In my present research, I use a bacterial system and a combination of theory and time-lapse microscopy experiments to study gene expression at the level of single cells. I study how specific networks are dynamically coupled to each other, thus allowing cells to integrate multiple environmental signals, and what are the functional roles of such integration in the context of different growing conditions.
I did a PhD in Peter Swain's lab at the University of Edinburgh, where I used mathematical modelling to gain insight into two simple, yet ubiquitous, sensing and transductions mechanisms: allosteric sensing and phosphorylation-dephosphorylation cycles. I studied the input-output dynamics of these mechanisms in terms of the fundamental constraints inherent in their design.

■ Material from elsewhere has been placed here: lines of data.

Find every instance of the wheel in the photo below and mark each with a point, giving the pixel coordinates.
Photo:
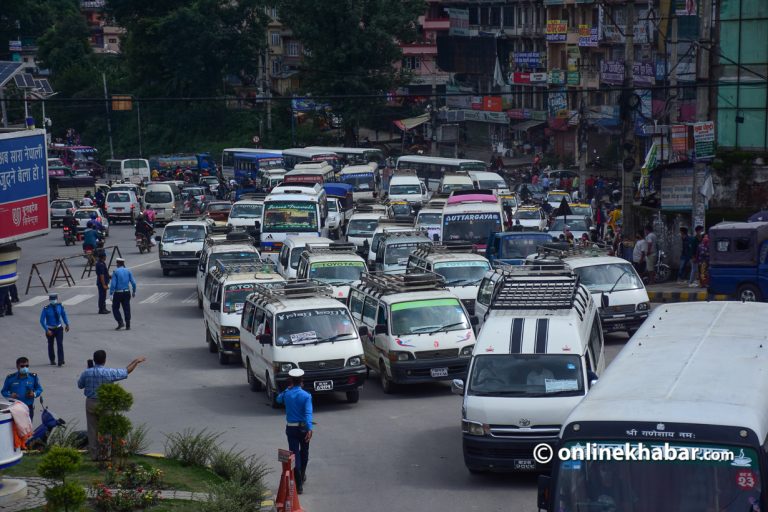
(387, 386)
(271, 395)
(253, 383)
(212, 348)
(748, 293)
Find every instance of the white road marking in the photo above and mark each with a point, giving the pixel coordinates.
(77, 299)
(31, 302)
(155, 298)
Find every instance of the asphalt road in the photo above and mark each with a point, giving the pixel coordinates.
(385, 453)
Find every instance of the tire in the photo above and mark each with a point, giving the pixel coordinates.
(749, 293)
(270, 393)
(254, 384)
(387, 386)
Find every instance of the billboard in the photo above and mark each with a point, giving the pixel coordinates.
(23, 186)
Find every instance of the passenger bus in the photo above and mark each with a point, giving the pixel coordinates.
(354, 156)
(295, 156)
(690, 382)
(431, 169)
(471, 216)
(132, 170)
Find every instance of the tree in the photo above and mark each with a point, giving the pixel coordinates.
(352, 46)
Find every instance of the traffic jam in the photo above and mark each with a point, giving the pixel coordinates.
(356, 268)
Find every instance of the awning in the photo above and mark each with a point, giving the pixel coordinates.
(411, 122)
(527, 125)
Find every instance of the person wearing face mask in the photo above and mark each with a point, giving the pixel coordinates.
(54, 320)
(23, 385)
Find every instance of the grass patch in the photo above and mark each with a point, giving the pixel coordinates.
(176, 475)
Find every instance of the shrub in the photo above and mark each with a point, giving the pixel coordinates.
(190, 447)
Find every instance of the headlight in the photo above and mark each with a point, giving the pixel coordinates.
(356, 361)
(467, 351)
(473, 428)
(282, 367)
(396, 355)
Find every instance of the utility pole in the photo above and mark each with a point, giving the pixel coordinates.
(702, 103)
(627, 174)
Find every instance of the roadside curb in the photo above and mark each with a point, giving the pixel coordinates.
(702, 296)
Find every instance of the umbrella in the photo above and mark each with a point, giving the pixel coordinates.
(759, 217)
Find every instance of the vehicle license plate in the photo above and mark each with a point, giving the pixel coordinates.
(439, 372)
(525, 464)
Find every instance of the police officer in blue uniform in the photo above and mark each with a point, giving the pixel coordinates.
(23, 385)
(298, 429)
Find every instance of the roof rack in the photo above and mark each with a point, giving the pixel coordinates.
(383, 284)
(522, 287)
(297, 289)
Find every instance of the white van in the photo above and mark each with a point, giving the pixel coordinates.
(290, 253)
(406, 186)
(613, 282)
(226, 289)
(234, 248)
(300, 325)
(461, 269)
(539, 351)
(413, 329)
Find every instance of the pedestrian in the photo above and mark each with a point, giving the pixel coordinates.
(102, 281)
(120, 293)
(638, 254)
(90, 380)
(298, 429)
(23, 385)
(54, 320)
(651, 251)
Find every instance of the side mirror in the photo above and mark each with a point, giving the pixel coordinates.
(457, 387)
(545, 486)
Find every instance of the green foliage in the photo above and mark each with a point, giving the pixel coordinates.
(191, 447)
(58, 462)
(69, 497)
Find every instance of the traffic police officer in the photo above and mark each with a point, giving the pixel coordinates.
(298, 413)
(23, 385)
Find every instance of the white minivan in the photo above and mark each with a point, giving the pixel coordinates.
(539, 351)
(300, 325)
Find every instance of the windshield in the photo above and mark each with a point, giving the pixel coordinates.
(457, 273)
(428, 316)
(514, 248)
(491, 184)
(472, 227)
(337, 272)
(403, 190)
(654, 485)
(158, 197)
(397, 254)
(234, 297)
(184, 233)
(362, 227)
(531, 375)
(359, 182)
(246, 211)
(313, 326)
(297, 216)
(574, 224)
(429, 219)
(601, 278)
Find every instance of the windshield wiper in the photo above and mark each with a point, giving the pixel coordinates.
(446, 327)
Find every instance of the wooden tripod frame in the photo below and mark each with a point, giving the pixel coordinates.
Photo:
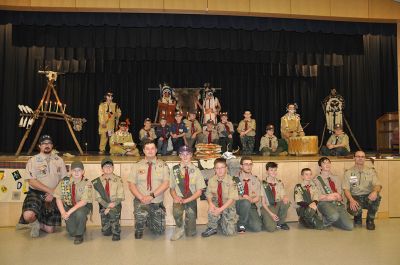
(44, 115)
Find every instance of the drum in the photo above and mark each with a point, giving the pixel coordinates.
(303, 145)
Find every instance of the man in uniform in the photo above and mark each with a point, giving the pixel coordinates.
(275, 202)
(249, 188)
(337, 144)
(121, 142)
(290, 123)
(108, 114)
(362, 187)
(193, 129)
(306, 196)
(247, 131)
(178, 131)
(74, 200)
(269, 145)
(109, 193)
(45, 170)
(147, 133)
(225, 132)
(186, 187)
(148, 181)
(163, 134)
(210, 134)
(331, 204)
(221, 196)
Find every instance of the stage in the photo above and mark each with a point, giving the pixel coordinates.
(289, 168)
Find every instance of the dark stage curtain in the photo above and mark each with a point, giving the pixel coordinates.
(367, 81)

Bruno M.C. Martins, Arijit K. Das, Liliana Antunes, James C.W. Locke, Frequency doubling in the cyanobacterial circadian clock, Mol Syst Biol, 12:896 (2016).
Bruno M.C. Martins, James C.W. Locke, Microbial individuality: how single-cell heterogeneity enables population level strategies, Curr Opin Microbiol, 24:104-12 (2015).
Bruno M.C. Martins, Peter S. Swain, Ultrasensitivity in phosphorylation-dephosphorylation cycles with little substrate, PLoS Comput Biol, 9:e1003175 (2013).
Bruno M.C. Martins, Peter S. Swain, Trade-offs and constraints in allosteric sensing, PLoS Comput Biol, 7:e1002261 (2011).